A análise aponta que, mesmo se forem desconsiderados os erros que só afetarão a ferrovia ao longo do tempo – como deficiências provocadas pela falta de drenagem, aterros mal construídos e ausência de proteção vegetal – ainda há um trecho de 88 km de malha sem acabamento final na superestrutura dos trilhos, além de um desvio de cruzamento e um corte de 840 metros de traçado que não foram executados. Outros quatro pátios precisam sair do papel, além dos 7 km de trilhos que levam até o porto seco de Anápolis.

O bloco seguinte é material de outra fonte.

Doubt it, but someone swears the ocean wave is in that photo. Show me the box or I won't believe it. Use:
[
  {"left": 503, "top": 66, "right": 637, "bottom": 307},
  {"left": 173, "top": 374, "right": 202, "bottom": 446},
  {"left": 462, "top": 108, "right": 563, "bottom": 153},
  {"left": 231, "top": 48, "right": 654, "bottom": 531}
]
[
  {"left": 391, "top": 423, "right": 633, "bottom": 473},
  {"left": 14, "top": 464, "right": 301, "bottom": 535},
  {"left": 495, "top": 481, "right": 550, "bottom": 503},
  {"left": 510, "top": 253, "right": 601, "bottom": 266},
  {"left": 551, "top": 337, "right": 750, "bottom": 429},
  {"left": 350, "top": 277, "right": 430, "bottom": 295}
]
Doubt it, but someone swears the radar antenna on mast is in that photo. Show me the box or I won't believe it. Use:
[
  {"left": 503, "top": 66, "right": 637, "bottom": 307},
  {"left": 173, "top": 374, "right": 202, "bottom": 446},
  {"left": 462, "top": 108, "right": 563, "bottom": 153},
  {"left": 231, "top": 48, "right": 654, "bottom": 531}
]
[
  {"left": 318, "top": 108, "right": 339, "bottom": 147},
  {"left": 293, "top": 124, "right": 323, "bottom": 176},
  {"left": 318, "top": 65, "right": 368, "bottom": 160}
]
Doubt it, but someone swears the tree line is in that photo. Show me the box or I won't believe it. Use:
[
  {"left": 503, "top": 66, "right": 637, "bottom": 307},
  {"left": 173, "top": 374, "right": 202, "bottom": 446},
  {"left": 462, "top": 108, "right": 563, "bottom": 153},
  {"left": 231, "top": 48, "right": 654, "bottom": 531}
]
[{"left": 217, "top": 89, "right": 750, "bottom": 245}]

Como já ocorreu em auditorias anteriores, o TCU voltou a encontrar superfaturamento – desta vez, de R$ 27 milhões – e uma infinidade de materiais estocados inadequadamente ao longo do traçado.
“A descrição detalhada da situação de cada lote indica que as obras estão longe de serem entregues de forma que atinjam a finalidade a que se destinam”, disse o ministro relator do processo no TCU, Aroldo Cedraz, após analisar o relatório.
No ano passado, a Valec chegou a fazer um levantamento detalhado da situação entre Palmas e Anápolis. Sua conclusão foi alarmante: pelo menos 210 km de extensão já construídos – 25% do trecho analisado – teriam que passar por intervenções.
A Norte-Sul é uma obra crucial para viabilizar o bilionário pacote de concessões de ferrovias que o governo pretende leiloar no segundo semestre. A maior parte dos 12 trechos que serão oferecidos à iniciativa privada está diretamente ligada a seu traçado e depende dele para cortar o país por todos os lados.
No ramal de Anápolis, por exemplo, a Norte-Sul vai se conectar à malha da Ferrovia Centro-Atlântica (FCA), uma rede com mais de 8 mil km de extensão, que atravessa Minas Gerais, Espírito Santo, Rio de Janeiro, Sergipe, Goiás, Bahia, São Paulo e o Distrito Federal. A questão é saber quando, de fato, essa malha fica pronta.
Lançada durante o governo do então presidente José Sarney, a Norte-Sul atravessou duas décadas de abandono e passou por dois governos de Fernando Henrique Cardoso tendo avançado ínfimos 215 km. Em 2007, com o lançamento do Programa de Aceleração do Crescimento (PAC), o projeto foi retomado por Lula.
Naquele ano, a mineradora Vale pagou R$ 1,4 bilhão para ter exclusividade na operação de um trecho de 719 km, entre os municípios de Açailândia (MA) – onde se conecta à Estrada de Ferro Carajás – e Palmas. Esse traçado foi entregue e hoje é utilizado pela empresa.
O plano de concessão retirou da Valec a meta de levar a rede de Açailândia até o porto de Vila do Conde, em Barcarena (PA).
Agora, essa parte ficará à cargo do investidor privado. Na Valec, permanece a missão de estender a malha até Estrela D’Oeste (SP).
A linha de 680 km tem obras em andamento. Até o ano passado, seu prazo de conclusão era julho de 2014. Com 2.244 km de extensão e orçamento total de US$ 6,7 bilhões estimado pelo Ministério da Fazenda, a Norte-Sul é hoje a sétima obra de transporte mais cara do mundo.